At this, Angelina did burst into tears. She wailed incoherently and started hugging me very, very tightly.

"Um," I said uncertainly. "There, there?" A half-grin came over my face. "I'm sure that normally in this situation, I'm not the one comforting you, but since when have we ever been normal?"

Angelina choked out a laugh at that. "How can you be making jokes when...oh, Johanna!" She broke out in a fresh wave of tears.

"Well, she's making jokes because she has to. If she didn't, she would be crying ten times harder than you," explained George. I glared at him.

"Stop reading my mind, Weasley." The twins smirked at this.

"No, I'm serious. You don't wanna get on the bad side of a..." I paused.. "...of a werewolf."

It came spiraling down and slammed into me again. "I'm a werewolf," I said again. To my horror, I felt a prickling sensation in the backs of my eyes. No, I told myself sternly. Don't you dare cry. If you cry, they'll know how terrified you really are. That'll just scare them more. I took a deep breath. "It's okay," I said, talking more to myself than anyone in the room. "Don't worry about me. I'll be fine. Really."

"How do you know we're worried about you and not the werewolf that bit you?" teased Fred weakly. "You haven't showered in three days. You probably tasted bad." I smiled just as weakly.

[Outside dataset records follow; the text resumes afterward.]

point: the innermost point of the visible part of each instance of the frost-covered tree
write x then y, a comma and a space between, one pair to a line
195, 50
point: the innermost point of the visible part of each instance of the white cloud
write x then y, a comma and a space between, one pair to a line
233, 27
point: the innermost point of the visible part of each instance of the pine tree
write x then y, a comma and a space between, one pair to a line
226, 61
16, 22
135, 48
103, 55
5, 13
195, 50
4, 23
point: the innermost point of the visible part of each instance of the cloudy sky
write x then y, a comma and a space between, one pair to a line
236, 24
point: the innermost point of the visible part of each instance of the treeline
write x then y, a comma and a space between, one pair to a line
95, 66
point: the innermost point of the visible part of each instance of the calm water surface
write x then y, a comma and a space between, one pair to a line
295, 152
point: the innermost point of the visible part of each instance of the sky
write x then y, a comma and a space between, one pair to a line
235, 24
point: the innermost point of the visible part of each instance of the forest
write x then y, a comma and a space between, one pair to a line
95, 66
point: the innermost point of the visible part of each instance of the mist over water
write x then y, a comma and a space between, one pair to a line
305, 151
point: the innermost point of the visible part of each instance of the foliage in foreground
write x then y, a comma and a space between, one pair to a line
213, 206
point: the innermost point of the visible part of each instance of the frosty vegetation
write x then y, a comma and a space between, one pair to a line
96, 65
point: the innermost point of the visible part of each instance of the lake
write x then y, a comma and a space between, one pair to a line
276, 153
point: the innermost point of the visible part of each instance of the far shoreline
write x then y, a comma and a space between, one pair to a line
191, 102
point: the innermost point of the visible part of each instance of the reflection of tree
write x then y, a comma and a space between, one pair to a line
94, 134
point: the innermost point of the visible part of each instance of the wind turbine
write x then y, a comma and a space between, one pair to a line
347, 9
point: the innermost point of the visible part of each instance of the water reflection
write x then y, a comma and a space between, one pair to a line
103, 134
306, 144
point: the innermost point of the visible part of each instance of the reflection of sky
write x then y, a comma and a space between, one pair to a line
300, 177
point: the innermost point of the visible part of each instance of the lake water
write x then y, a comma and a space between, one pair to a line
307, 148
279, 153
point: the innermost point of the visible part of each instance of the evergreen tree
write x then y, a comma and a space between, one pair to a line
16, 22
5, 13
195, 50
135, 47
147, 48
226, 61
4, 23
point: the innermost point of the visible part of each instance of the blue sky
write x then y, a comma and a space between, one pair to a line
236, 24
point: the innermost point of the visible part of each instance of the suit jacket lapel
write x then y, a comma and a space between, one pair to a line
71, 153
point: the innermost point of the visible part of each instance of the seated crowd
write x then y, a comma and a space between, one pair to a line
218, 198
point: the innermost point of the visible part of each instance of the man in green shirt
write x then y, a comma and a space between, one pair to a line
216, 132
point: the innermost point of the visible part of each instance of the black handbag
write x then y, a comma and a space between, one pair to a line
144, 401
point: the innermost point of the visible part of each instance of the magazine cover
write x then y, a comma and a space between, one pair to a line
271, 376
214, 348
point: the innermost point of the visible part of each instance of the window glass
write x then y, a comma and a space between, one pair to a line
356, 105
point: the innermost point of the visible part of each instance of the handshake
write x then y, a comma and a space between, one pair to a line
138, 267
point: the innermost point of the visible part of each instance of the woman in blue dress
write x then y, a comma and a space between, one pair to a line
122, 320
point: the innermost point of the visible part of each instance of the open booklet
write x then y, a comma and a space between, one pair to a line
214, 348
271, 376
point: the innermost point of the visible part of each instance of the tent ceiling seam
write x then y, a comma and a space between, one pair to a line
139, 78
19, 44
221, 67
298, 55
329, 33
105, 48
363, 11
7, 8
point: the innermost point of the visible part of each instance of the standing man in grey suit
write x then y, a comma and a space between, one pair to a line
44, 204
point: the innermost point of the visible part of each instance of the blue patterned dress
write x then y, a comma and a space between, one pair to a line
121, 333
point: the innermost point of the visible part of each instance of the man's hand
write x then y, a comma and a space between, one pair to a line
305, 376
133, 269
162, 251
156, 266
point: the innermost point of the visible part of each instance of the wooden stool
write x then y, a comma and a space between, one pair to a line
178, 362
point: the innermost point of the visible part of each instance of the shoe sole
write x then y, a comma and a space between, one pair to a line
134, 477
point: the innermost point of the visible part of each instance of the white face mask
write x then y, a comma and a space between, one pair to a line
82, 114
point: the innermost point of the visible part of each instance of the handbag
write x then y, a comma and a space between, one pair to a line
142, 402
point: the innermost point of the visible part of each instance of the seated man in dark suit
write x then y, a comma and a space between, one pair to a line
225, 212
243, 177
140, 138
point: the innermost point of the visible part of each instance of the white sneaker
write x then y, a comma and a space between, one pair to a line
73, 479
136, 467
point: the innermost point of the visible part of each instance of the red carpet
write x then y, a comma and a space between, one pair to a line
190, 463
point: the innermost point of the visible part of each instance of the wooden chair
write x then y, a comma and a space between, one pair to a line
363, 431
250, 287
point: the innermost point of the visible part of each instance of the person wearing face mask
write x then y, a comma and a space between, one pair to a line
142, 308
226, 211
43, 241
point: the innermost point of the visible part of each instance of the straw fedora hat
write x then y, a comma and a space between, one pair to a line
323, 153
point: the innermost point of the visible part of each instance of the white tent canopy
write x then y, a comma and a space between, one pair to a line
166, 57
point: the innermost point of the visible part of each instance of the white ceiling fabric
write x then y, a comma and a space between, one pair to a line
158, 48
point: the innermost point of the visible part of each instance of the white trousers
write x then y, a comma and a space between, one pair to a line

I opened my mouth to say something else, but no words came out. It was then that I remembered the adults in the room. I glanced awkwardly at them. "Er..."

Dumbledore got the message. "Come on," he said to McGonagall and Pomfrey. "Miss Potter needs some time alone with her friends."

When they were safely out of the room, I turned to my friends. Words tumbled out of my mouth without my brain's consent.

"I love you. All of you. I couldn't ever ask for better friends. Well, maybe I could, but I probably couldn't. You don't seem to hate me, as the rest of Hogwarts probably will. You're not that scared of me. You know I'm still me." I paused, looking nervously at them. "Don't you?"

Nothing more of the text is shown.